Quindici punti di penalizzazione. È la clamorosa stangata decisa della Corte federale d’Appello della Figc nei confronti della Juventus per il “caso plusvalenze“: una sanzione che va molto oltre quella richiesta dal procuratore Giuseppe Chinè, che si fermava a nove punti. I giudici sportivi hanno deciso di riaprire il procedimento concluso il 27 maggio scorso con l’assoluzione di nove club dall’accusa di aver realizzato plusvalenze fittizie. Ma solo nei confronti della società bianconera: Sampdoria, Empoli, Genoa, Parma, Pisa, Pescara, Pro Vercelli e il “vecchio ” Novara, infatti, sono stati prosciolti. La Procura federale aveva chiesto la revocazione parziale di quella sentenza sulla base di “nuovi elementi di prova“: cioè le intercettazioni e i documenti, arrivati dai pm di Torino, relativi all’inchiesta Prisma, che vede Andrea Agnelli e gli ex vertici della Juventus imputati con l’accusa (tra le altre) di falso in bilancio.

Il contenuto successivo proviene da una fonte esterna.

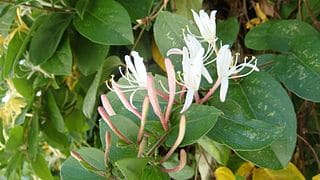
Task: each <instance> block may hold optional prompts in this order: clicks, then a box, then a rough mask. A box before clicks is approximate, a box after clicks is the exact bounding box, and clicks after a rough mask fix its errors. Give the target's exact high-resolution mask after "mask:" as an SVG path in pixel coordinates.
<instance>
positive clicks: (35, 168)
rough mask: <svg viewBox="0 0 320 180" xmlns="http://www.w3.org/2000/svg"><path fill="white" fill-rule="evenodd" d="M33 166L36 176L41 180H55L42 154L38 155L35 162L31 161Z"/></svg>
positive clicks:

La penalizzazione ha effetto immediato, ferma restando la possiblità per il club torinese di fare ricorso – entro trenta giorni dalla pubblicazione delle motivazioni – al Collegio di Garanzia del Coni. Pertanto i bianconeri scendono da 37 a 22 punti nella classifica di Serie A, precipitando dal terzo al decimo posto, alla pari con Empoli e Bologna, lontanissimi dai piazzamenti che portano a qualificarsi per le coppe europee.

L’udienza è cominciata poco prima delle 13 di venerdì e si è conclusa intorno alle 17, mentre il verdetto è arrivato alle 21. Oltre alla penalizzazione, la Corte presieduta da Mario Luigi Torsello ha inflitto l’inibizione dallo svolgimento di attività in ambito Figc (con richiesta di estensione a Uefa e Fifa) per due anni e mezzo all’ex direttore sportivo bianconero Fabio Paratici, per due anni all’ex presidente Andrea Agnelli e all’ex consigliere d’amministrazione Maurizio Arrivabene, per un anno e quattro mesi all’attuale ds Federico Cherubini e per otto mesi a Pavel Nedved, ex vicepresidente del club. Anche sotto questo aspetto i giudici sono stati più severi della Procura: la richiesta era di 16 mesi per Agnelli, venti mesi e dieci giorni per Paratici, dieci mesi per Cherubini, 12 mesi per Nedved e Arrivabene. Nei confronti delle altre società coinvolte, invece, erano state chieste delle semplici multe. In parallelo al caso plusvalenze resta aperto il filone sulle cosiddette “manovre stipendi“, le scritture private con i calciatori che la Juve ha sottoscritto nelle stagioni 2019/20 e 2020/21, secondo i pm torinesi per falsare i bilanci: sotto questo aspetto il procedimento sportivo parte da zero e a breve il procuratore Chinè potrebbe a breve chiedere il deferimento della società e dei suoi amministratori. Il vecchio consiglio d’amministrazione della Juventus si era dimesso in blocco a fine novembre, subito prima della richiesta di rinvio a giudizio.

A seguire l’udienza in collegamento da Torino c’era anche il nuovo presidente della Juventus, Gianluca Ferrero. Oltre ai legali era presente il ds Cherubini. Collegato anche Paratici, ora dirigente del Tottenham. Il club bianconero ha depositato una memoria difensiva, con le posizioni già espresse e ribadite: ricorso “inammissibile, in ragione dell’assenza, nel caso in esame, dei presupposti applicativi di tale mezzo di impugnazione straordinario”, cioè di “fatti nuovi“, secondo il principio per cui “nessuno può essere perseguito o condannato penalmente dalla giurisdizione dello stesso Stato per un reato per il quale è già stato assolto o condannato a seguito di una sentenza definitiva conformemente alla legge e alla procedura penale di tale Stato” (ne bis in idem). “Tale divieto”, argomentava la memoria, “costituisce un principio fondamentale dell’ordinamento giuridico italiano, così come riconosciuto dalla Corte Costituzionale, che, come noto, ha pienamente recepito le indicazioni interpretative in materia provenienti dalle Corti europee”. Gli avvocati Maurizio Bellacosa, Davide Sangiorgio e Nicola Apa ammettevano che secondo “l’orientamento della giurisprudenza sportiva (…), l’istituto della revocazione ex art. 63 del Codice giustizia sportiva, non violerebbe il divieto di bis in idem né risulterebbe incompatibile con il Codice di Giustizia del Coni”. Ma chiedevano ai giudici di impegnarsi in “una rinnovata e approfondita riflessione in materia”, superando quell’interpretazione.